Race condition in case of multiple event loops

aio-libs / async-lru

Simple LRU cache for asyncio

https://pypi.org/p/async-lru

MIT License

713 stars 54 forks source link

Race condition in case of multiple event loops #611

Open bcmills opened 1 month ago

bcmills commented 1 month ago

It appears that the alru_cache decorator is using an unsynchronized OrderedDict instance for its cache: https://github.com/aio-libs/async-lru/blob/dc601e2b288336f4511e3ec1afad22cf7b0ab04e/async_lru/__init__.py#L103

If I am not mistaken, that will lead to a data race if the decorated function is called simultaneously from different asyncio event loops running on different threads — which seems to be a realistic (if rare) situation (compare https://github.com/python/cpython/issues/93462#issuecomment-1189390583).

If I understand correctly, other asyncio wrappers generally bind the event loop during initialization and fail explicitly if called from a different event loop. Unfortunately, since the alru_cache decorator generally runs at module init time there is no such loop on the thread.

I don't have a clear idea of how this problem could be fixed; I just wanted to point it out as a (significant and subtle) risk for users of this module.

bcmills commented 1 month ago

Note that even if the individual dict operations were protected by the GIL, there are read-modify-write sequences in the code that IIUC are not: https://github.com/aio-libs/async-lru/blob/dc601e2b288336f4511e3ec1afad22cf7b0ab04e/async_lru/__init__.py#L199-L214

Dreamsorcerer commented 1 month ago

Not sure if multiple loops is something we really want to care about, seems like a bad idea overall. But, could maybe prefix the cache per loop or something? {loop_id: {...}}

bcmills commented 1 month ago

Having multiple loops seems more-or-less inevitable if someone is trying to incrementally adopt async in a large existing codebase.

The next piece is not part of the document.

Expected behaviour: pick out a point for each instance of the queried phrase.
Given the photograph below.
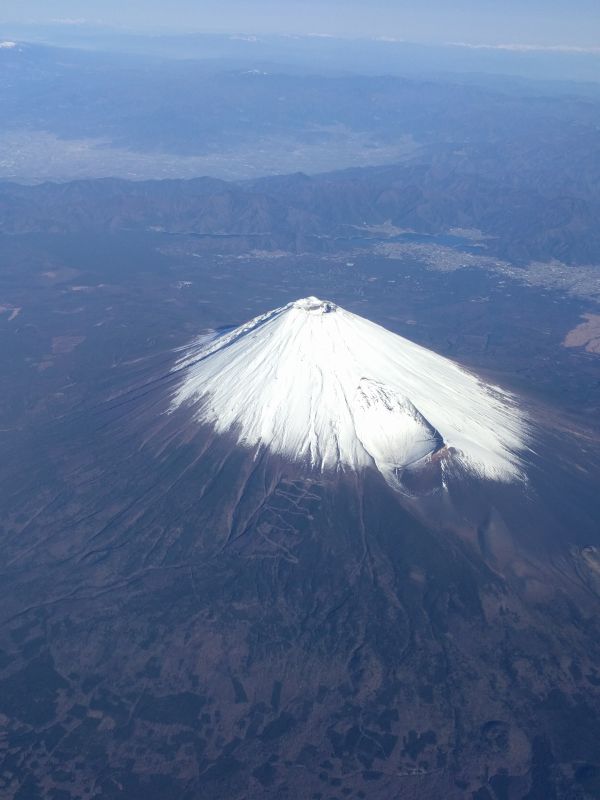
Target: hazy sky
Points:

I would be reluctant to use a per-loop cache: it would depress the hit rate, and I'm not sure how you'd safely evict a loop from the cache to prevent a memory leak if it terminates.

I suppose you could use a threading.Lock instead? If there's only a single event loop a non-blocking acquire will always succeed, and if you do end up needing to block I think you could run the acquire in a separate thread (using loop.run_in_executor on the current loop).

tabrezm commented 4 days ago

I believe we're running into this problem or something related after having recently adopted async-lru.

We use a ProcessPoolExecutor to spin up processes which each have their own event loop. The event loop gets created and destroyed multiple times throughout the lifecycle of the process. We're seeing an issue where the cache result is sometimes empty for existing processes:

  File "/home/[redacted]/.local/lib/python3.12/site-packages/async_lru/__init__.py", line 208, in __call__
    return cache_item.fut.result()
           ^^^^^^^^^^^^^^^^^^^^^^^
asyncio.exceptions.CancelledError

The above exception was the direct cause of the following exception:

Traceback (most recent call last):
  File "<frozen runpy>", line 198, in _run_module_as_main
  File "<frozen runpy>", line 88, in _run_code
  File "/home/[redacted]/main.py", line 614, in <module>
    success, failed = future.result()
                      ^^^^^^^^^^^^^^^
  File "/opt/python3.12/lib/python3.12/concurrent/futures/_base.py", line 449, in result
    return self.__get_result()
           ^^^^^^^^^^^^^^^^^^^
  File "/opt/python3.12/lib/python3.12/concurrent/futures/_base.py", line 401, in __get_result
    raise self._exception
asyncio.exceptions.CancelledError

Dreamsorcerer commented 4 days ago

Well, feel free to try the solution I mentioned and open a PR.